Many corporations’ leaders are busy worrying about rising costs, increasing competition and other big picture issues, as well as the day-to-day logistics of running their businesses.  Most corporations have had the same food safety plan in place for decades, following the mantra “if it ain’t broke, don’t fix it.”  They resist change, fearing that anything new will be too expensive, time-consuming, overwhelming or burdensome. They don’t want to take simple (yet valuable) actions to improve their food safety practices – and keep their guests safer.

While some organizations hire third-party inspectors to conduct inspections quarterly, semi-annually, or annually (which is a good thing!), others opt to bypass these inspections, usually due to cost factors. The irony is that the cost of these inspections is far lower than the costs associated with a food safety breach, which the inspections could have prevented. Frankly, these inspections are critical to finding potential food safety concerns, and preventing problems from becoming liabilities.

I’ve been asked to conduct “announced inspections” on a few occasions. These are pointless in most cases, as stores over-prepare for inspections that they know are coming.  It’s much more productive to have surprise inspections, where the third-party expert can examine what’s happening on a “typical” shift and point out infractions to help the team improve.
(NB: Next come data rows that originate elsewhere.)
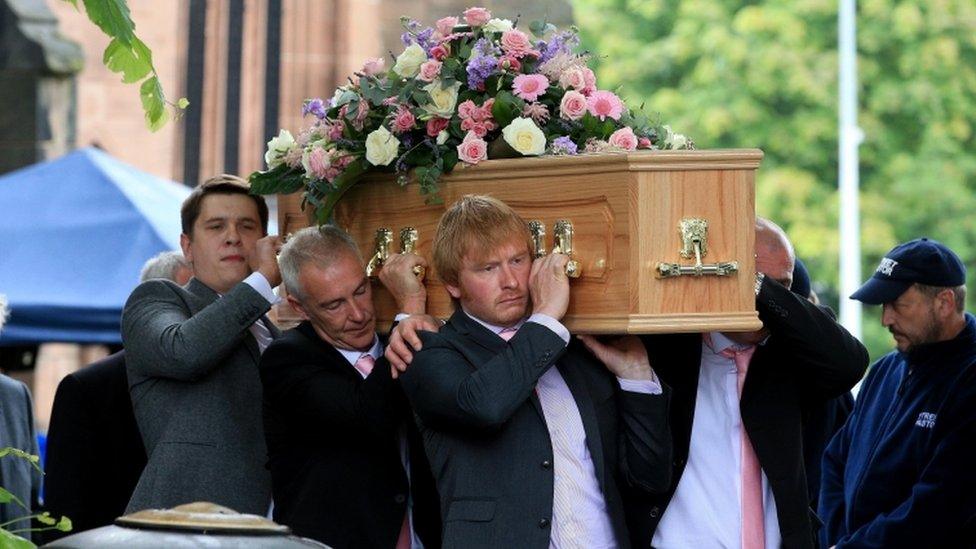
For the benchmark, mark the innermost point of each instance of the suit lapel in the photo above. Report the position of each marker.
(471, 329)
(570, 368)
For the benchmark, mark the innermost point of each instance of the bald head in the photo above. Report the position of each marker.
(774, 253)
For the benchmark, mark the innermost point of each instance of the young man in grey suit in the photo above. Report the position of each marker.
(531, 439)
(192, 356)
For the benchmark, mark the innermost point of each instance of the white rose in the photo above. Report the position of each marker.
(278, 147)
(408, 63)
(443, 100)
(525, 137)
(381, 147)
(498, 25)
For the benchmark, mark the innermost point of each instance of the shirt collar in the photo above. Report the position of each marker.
(352, 356)
(491, 327)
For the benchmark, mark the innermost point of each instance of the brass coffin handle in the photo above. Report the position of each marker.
(538, 232)
(563, 233)
(381, 249)
(694, 244)
(408, 245)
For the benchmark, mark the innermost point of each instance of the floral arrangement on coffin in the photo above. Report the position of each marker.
(465, 90)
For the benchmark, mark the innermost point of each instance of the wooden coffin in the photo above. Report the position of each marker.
(625, 210)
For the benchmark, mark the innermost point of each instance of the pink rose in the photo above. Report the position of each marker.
(436, 125)
(573, 105)
(572, 78)
(473, 149)
(440, 51)
(373, 66)
(467, 109)
(319, 162)
(624, 138)
(603, 104)
(516, 43)
(404, 120)
(430, 70)
(589, 81)
(476, 16)
(530, 86)
(445, 26)
(509, 63)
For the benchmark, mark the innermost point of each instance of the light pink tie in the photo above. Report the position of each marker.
(753, 529)
(365, 364)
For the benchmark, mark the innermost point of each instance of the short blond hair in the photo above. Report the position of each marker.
(475, 222)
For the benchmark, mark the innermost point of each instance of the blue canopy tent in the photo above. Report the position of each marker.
(74, 235)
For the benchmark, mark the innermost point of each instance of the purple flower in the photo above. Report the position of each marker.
(563, 145)
(562, 42)
(316, 107)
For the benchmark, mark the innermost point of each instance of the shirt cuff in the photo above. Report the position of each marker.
(260, 284)
(552, 324)
(645, 386)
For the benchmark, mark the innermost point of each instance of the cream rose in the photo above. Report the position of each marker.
(525, 137)
(498, 25)
(278, 147)
(381, 147)
(408, 63)
(442, 100)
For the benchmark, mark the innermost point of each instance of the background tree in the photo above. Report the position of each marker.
(736, 73)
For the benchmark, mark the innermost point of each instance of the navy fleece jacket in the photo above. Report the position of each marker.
(902, 471)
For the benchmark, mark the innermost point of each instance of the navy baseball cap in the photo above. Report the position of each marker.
(921, 261)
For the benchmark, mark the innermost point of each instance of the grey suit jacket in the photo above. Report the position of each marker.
(193, 377)
(17, 430)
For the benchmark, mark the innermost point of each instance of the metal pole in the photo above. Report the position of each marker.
(850, 138)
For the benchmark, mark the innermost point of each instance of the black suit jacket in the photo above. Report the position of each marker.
(487, 440)
(808, 359)
(334, 447)
(94, 452)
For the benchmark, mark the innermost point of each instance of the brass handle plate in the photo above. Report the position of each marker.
(408, 245)
(381, 251)
(694, 244)
(563, 233)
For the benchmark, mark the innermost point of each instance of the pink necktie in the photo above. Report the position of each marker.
(404, 541)
(365, 364)
(753, 529)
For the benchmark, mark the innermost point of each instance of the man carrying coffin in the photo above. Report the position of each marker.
(531, 439)
(347, 466)
(738, 477)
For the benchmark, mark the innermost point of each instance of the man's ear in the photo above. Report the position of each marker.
(297, 305)
(453, 290)
(185, 246)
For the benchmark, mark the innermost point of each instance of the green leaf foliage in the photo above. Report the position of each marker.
(134, 61)
(112, 16)
(748, 73)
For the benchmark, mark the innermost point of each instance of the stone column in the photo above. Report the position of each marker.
(37, 88)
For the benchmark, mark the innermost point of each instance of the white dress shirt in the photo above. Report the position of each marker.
(705, 510)
(579, 514)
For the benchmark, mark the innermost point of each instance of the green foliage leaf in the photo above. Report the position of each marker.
(13, 541)
(133, 61)
(153, 103)
(280, 180)
(112, 16)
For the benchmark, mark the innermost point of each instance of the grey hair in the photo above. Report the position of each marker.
(319, 246)
(959, 292)
(163, 265)
(3, 310)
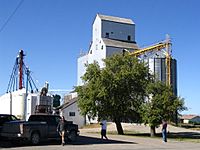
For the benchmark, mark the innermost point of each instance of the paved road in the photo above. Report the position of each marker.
(88, 141)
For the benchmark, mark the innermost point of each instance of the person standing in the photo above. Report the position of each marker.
(61, 129)
(103, 129)
(164, 130)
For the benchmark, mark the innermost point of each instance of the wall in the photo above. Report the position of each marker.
(119, 31)
(77, 119)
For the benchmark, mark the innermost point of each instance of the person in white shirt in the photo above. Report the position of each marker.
(103, 129)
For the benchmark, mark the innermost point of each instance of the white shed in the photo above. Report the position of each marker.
(71, 112)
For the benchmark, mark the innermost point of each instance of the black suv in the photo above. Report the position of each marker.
(37, 128)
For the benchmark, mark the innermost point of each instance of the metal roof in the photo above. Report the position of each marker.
(119, 44)
(65, 105)
(116, 19)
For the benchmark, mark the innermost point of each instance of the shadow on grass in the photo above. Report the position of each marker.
(81, 140)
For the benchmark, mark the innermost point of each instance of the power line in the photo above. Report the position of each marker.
(12, 14)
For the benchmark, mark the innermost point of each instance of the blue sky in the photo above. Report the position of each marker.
(52, 33)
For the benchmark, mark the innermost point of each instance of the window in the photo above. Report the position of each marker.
(107, 35)
(71, 113)
(129, 38)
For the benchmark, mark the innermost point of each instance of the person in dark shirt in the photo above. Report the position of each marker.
(61, 129)
(164, 130)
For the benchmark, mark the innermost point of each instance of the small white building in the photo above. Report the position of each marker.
(71, 112)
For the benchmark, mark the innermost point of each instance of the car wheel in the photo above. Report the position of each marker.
(35, 138)
(72, 136)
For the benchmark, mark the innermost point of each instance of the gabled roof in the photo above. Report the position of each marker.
(116, 19)
(188, 117)
(119, 44)
(65, 105)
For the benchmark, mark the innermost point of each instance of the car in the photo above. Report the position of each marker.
(38, 128)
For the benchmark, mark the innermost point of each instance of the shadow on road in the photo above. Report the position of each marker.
(81, 140)
(189, 135)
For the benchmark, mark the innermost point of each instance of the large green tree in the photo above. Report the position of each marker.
(115, 91)
(162, 104)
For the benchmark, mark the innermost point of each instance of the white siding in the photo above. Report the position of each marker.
(77, 119)
(118, 31)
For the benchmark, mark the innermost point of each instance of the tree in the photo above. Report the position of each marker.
(116, 91)
(162, 104)
(56, 100)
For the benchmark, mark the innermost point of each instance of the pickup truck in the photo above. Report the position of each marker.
(37, 128)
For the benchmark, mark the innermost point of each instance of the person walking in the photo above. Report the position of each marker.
(164, 130)
(103, 129)
(61, 129)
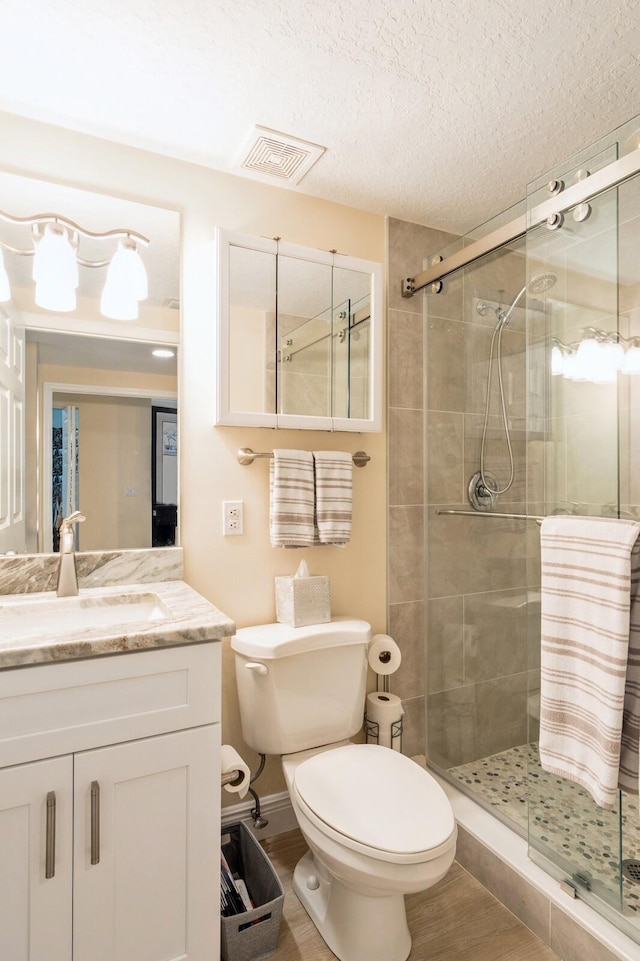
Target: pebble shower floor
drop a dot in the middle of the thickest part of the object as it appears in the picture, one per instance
(563, 817)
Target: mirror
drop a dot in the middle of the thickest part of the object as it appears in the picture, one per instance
(299, 336)
(90, 411)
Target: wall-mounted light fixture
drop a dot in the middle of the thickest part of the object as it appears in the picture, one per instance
(56, 257)
(597, 357)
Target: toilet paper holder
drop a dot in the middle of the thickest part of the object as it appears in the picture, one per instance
(372, 733)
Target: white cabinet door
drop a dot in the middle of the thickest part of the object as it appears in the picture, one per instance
(152, 893)
(35, 909)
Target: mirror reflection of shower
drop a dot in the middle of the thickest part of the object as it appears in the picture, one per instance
(484, 490)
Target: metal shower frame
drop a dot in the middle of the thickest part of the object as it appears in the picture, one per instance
(550, 212)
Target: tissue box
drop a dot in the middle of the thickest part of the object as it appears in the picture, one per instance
(303, 600)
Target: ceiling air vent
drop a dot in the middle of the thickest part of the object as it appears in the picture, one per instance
(273, 156)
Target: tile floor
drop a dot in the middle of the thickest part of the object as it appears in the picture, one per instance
(457, 920)
(565, 823)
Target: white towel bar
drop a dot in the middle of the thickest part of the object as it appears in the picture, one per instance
(247, 456)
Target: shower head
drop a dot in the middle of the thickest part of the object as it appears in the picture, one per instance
(542, 282)
(538, 284)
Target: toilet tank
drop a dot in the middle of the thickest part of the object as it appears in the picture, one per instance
(301, 687)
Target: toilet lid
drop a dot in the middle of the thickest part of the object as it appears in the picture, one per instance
(378, 798)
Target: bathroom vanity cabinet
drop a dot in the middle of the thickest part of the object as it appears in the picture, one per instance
(109, 807)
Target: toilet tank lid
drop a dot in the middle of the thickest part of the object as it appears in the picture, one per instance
(269, 641)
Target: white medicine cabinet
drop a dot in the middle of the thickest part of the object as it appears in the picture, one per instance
(299, 336)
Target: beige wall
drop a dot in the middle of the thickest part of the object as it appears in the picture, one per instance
(236, 573)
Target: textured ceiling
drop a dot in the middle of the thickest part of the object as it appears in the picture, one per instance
(434, 112)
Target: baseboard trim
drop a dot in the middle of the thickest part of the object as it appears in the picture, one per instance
(276, 808)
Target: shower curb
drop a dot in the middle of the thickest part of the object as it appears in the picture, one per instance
(497, 857)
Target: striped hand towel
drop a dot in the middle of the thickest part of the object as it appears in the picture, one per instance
(630, 753)
(292, 503)
(334, 471)
(586, 599)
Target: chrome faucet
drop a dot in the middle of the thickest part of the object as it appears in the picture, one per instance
(67, 575)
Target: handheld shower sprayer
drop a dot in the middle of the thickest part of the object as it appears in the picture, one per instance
(483, 490)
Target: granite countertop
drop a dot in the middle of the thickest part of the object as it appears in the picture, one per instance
(179, 616)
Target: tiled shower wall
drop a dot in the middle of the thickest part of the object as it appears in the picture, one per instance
(458, 582)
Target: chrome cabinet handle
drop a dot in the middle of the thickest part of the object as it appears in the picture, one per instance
(95, 822)
(50, 843)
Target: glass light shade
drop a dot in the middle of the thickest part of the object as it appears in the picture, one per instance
(127, 272)
(631, 363)
(52, 296)
(55, 262)
(116, 304)
(5, 286)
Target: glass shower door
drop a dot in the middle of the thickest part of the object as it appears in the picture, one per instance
(574, 352)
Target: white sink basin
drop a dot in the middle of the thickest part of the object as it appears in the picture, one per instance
(26, 619)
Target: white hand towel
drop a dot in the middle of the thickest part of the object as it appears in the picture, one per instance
(586, 600)
(292, 502)
(334, 476)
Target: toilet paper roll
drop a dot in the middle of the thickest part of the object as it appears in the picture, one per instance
(385, 710)
(384, 654)
(230, 762)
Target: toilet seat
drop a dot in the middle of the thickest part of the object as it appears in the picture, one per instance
(376, 801)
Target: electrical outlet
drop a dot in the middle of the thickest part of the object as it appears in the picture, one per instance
(232, 518)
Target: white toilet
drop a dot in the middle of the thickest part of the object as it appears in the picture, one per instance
(377, 824)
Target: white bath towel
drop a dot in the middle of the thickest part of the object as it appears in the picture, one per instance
(334, 477)
(586, 601)
(292, 500)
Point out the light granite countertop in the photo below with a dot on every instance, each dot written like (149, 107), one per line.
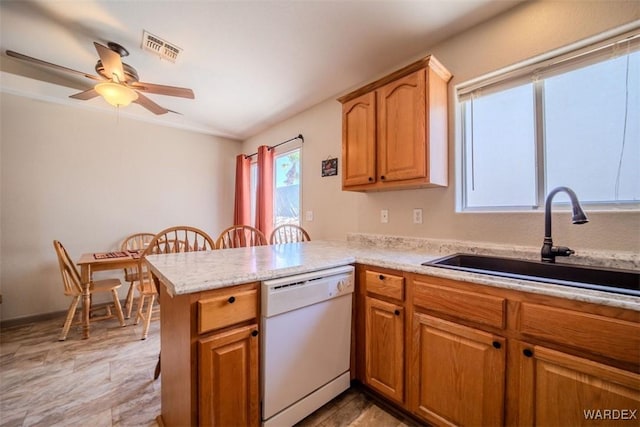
(191, 272)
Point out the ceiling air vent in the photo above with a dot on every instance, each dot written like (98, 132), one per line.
(160, 47)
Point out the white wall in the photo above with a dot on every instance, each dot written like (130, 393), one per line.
(89, 179)
(524, 32)
(333, 210)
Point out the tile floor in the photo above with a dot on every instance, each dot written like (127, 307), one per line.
(107, 380)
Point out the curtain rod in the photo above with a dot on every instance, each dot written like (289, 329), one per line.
(300, 137)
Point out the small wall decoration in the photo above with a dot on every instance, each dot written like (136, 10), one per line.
(330, 167)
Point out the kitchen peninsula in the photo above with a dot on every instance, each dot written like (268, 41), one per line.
(499, 327)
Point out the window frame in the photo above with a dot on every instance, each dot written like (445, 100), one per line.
(560, 61)
(282, 151)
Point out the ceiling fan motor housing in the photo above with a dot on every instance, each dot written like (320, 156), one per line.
(130, 73)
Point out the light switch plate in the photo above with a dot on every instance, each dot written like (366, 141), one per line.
(384, 216)
(417, 216)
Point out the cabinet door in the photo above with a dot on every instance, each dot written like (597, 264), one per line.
(384, 348)
(457, 373)
(560, 389)
(358, 140)
(402, 128)
(228, 378)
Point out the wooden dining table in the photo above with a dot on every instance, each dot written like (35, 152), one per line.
(100, 261)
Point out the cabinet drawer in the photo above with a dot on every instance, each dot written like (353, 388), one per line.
(386, 285)
(613, 338)
(226, 309)
(475, 307)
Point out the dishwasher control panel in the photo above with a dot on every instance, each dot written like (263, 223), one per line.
(293, 292)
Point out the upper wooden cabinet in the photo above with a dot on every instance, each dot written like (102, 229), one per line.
(394, 130)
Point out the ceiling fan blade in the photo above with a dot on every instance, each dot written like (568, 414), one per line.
(150, 105)
(50, 65)
(110, 61)
(182, 92)
(87, 94)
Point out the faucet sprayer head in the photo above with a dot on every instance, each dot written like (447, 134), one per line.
(579, 217)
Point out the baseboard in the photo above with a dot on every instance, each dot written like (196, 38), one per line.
(19, 321)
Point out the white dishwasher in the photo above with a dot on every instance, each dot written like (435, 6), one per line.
(306, 343)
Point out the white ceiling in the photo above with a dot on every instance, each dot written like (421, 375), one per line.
(251, 64)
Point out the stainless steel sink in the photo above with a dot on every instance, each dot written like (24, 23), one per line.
(598, 278)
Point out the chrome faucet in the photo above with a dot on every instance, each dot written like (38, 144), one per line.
(550, 252)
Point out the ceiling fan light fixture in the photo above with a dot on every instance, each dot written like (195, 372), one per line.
(116, 94)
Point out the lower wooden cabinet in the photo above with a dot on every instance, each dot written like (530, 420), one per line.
(556, 388)
(458, 353)
(384, 348)
(210, 357)
(457, 374)
(228, 378)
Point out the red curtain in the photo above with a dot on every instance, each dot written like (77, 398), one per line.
(242, 207)
(264, 193)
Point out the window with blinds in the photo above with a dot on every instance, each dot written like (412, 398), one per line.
(571, 119)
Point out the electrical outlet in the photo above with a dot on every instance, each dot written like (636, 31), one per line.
(417, 216)
(384, 216)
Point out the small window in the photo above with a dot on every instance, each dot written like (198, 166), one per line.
(571, 120)
(286, 197)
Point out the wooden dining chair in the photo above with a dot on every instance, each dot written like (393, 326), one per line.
(171, 240)
(288, 233)
(73, 288)
(137, 243)
(240, 236)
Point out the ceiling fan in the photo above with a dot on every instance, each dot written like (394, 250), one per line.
(118, 82)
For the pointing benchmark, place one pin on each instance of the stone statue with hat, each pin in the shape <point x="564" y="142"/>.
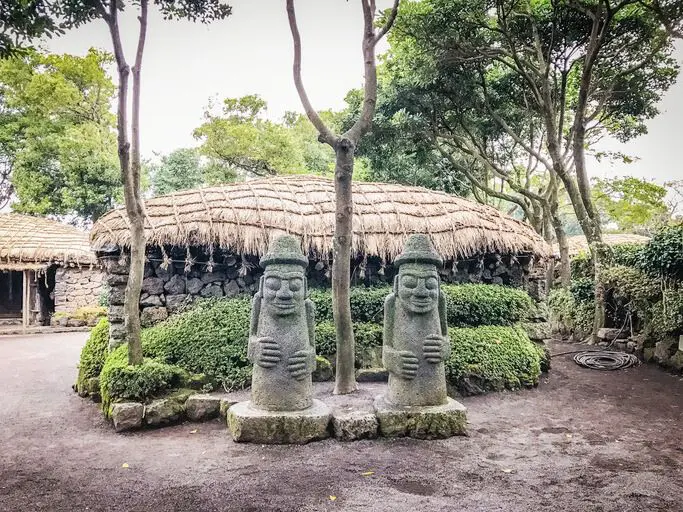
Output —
<point x="282" y="348"/>
<point x="415" y="347"/>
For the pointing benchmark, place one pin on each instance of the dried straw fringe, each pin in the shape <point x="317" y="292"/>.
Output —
<point x="244" y="217"/>
<point x="26" y="241"/>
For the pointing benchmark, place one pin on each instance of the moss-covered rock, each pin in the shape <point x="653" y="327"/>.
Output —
<point x="435" y="422"/>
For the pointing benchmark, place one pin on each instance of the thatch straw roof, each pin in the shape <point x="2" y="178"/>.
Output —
<point x="29" y="243"/>
<point x="578" y="243"/>
<point x="244" y="216"/>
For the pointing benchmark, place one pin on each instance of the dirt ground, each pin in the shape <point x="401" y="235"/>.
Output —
<point x="583" y="441"/>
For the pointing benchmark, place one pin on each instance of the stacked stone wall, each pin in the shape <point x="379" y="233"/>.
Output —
<point x="173" y="279"/>
<point x="77" y="287"/>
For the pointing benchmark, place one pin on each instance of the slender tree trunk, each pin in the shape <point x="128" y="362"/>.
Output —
<point x="130" y="175"/>
<point x="341" y="268"/>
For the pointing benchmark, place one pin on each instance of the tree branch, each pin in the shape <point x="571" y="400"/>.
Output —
<point x="326" y="134"/>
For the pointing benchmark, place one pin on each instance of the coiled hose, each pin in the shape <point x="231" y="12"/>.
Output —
<point x="605" y="360"/>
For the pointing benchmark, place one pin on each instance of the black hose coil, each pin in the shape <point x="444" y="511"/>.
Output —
<point x="605" y="360"/>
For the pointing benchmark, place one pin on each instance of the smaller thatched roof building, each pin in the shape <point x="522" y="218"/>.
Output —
<point x="45" y="266"/>
<point x="28" y="242"/>
<point x="579" y="244"/>
<point x="244" y="216"/>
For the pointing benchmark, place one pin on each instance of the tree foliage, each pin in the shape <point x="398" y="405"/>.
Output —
<point x="179" y="170"/>
<point x="57" y="142"/>
<point x="239" y="140"/>
<point x="633" y="204"/>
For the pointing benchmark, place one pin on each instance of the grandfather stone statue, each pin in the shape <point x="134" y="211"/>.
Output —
<point x="282" y="348"/>
<point x="415" y="329"/>
<point x="281" y="341"/>
<point x="415" y="347"/>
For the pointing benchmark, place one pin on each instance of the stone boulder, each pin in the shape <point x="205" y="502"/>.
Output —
<point x="231" y="289"/>
<point x="153" y="286"/>
<point x="202" y="407"/>
<point x="164" y="411"/>
<point x="175" y="285"/>
<point x="252" y="425"/>
<point x="349" y="425"/>
<point x="126" y="416"/>
<point x="194" y="286"/>
<point x="212" y="290"/>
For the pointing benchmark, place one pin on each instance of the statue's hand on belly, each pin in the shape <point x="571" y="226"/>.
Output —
<point x="267" y="352"/>
<point x="299" y="364"/>
<point x="436" y="348"/>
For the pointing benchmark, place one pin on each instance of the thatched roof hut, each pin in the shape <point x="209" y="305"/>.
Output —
<point x="578" y="243"/>
<point x="244" y="216"/>
<point x="45" y="266"/>
<point x="28" y="242"/>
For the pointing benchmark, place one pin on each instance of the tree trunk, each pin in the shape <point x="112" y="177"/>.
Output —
<point x="345" y="381"/>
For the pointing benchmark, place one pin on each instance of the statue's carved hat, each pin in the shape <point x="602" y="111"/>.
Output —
<point x="418" y="249"/>
<point x="284" y="250"/>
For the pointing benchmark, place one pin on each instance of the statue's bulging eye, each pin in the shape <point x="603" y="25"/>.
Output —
<point x="273" y="283"/>
<point x="410" y="282"/>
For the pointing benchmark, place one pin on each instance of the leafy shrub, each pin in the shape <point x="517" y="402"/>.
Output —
<point x="365" y="334"/>
<point x="468" y="304"/>
<point x="581" y="266"/>
<point x="663" y="254"/>
<point x="629" y="292"/>
<point x="496" y="357"/>
<point x="120" y="381"/>
<point x="211" y="338"/>
<point x="569" y="315"/>
<point x="666" y="316"/>
<point x="627" y="254"/>
<point x="93" y="354"/>
<point x="367" y="304"/>
<point x="485" y="304"/>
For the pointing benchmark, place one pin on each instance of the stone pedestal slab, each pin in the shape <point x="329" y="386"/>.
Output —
<point x="251" y="425"/>
<point x="421" y="422"/>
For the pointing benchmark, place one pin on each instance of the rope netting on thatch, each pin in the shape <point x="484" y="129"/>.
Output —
<point x="244" y="216"/>
<point x="26" y="242"/>
<point x="578" y="243"/>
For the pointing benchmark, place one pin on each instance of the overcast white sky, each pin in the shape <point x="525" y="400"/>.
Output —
<point x="251" y="52"/>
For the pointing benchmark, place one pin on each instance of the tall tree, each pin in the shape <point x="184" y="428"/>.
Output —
<point x="582" y="69"/>
<point x="56" y="134"/>
<point x="76" y="13"/>
<point x="633" y="204"/>
<point x="344" y="146"/>
<point x="240" y="141"/>
<point x="179" y="170"/>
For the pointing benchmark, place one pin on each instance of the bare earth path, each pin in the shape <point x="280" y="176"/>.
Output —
<point x="584" y="440"/>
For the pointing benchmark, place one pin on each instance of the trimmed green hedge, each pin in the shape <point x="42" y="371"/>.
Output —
<point x="485" y="304"/>
<point x="493" y="358"/>
<point x="467" y="304"/>
<point x="93" y="355"/>
<point x="121" y="381"/>
<point x="211" y="339"/>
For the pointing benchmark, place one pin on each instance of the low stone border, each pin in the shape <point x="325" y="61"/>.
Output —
<point x="352" y="417"/>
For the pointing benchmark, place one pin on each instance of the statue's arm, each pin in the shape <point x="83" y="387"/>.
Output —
<point x="253" y="327"/>
<point x="310" y="322"/>
<point x="389" y="355"/>
<point x="443" y="319"/>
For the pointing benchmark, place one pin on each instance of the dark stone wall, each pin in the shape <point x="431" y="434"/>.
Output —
<point x="175" y="277"/>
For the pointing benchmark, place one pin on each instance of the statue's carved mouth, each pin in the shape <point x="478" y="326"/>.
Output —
<point x="283" y="305"/>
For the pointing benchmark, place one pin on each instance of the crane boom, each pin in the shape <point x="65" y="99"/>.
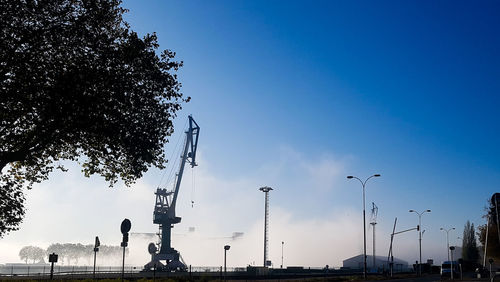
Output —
<point x="189" y="154"/>
<point x="164" y="211"/>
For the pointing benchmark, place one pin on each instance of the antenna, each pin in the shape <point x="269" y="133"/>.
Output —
<point x="373" y="222"/>
<point x="266" y="219"/>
Having spent over 20 years in the food service industry, I know there’s a paperwork overload in this business!  For instance, after inspections are finished, the paperwork is left on the manager’s desk and the information dies there. The managers see the inspections as a necessary evil, or as a box being checked.They give it absolutely no thought once the inspection is over.  The paperwork is endless: shift checklists, temperature logs, receiving logs, inventory, waste/shrink logs, etc. HACCP (Hazard Analysis and Critical Control Points) plans must be updated anytime there is a new menu item, new ingredient, new piece of equipment, etc. Many HACCP plans were written years ago, placed in binders, put on shelves, and haven’t been looked at in years.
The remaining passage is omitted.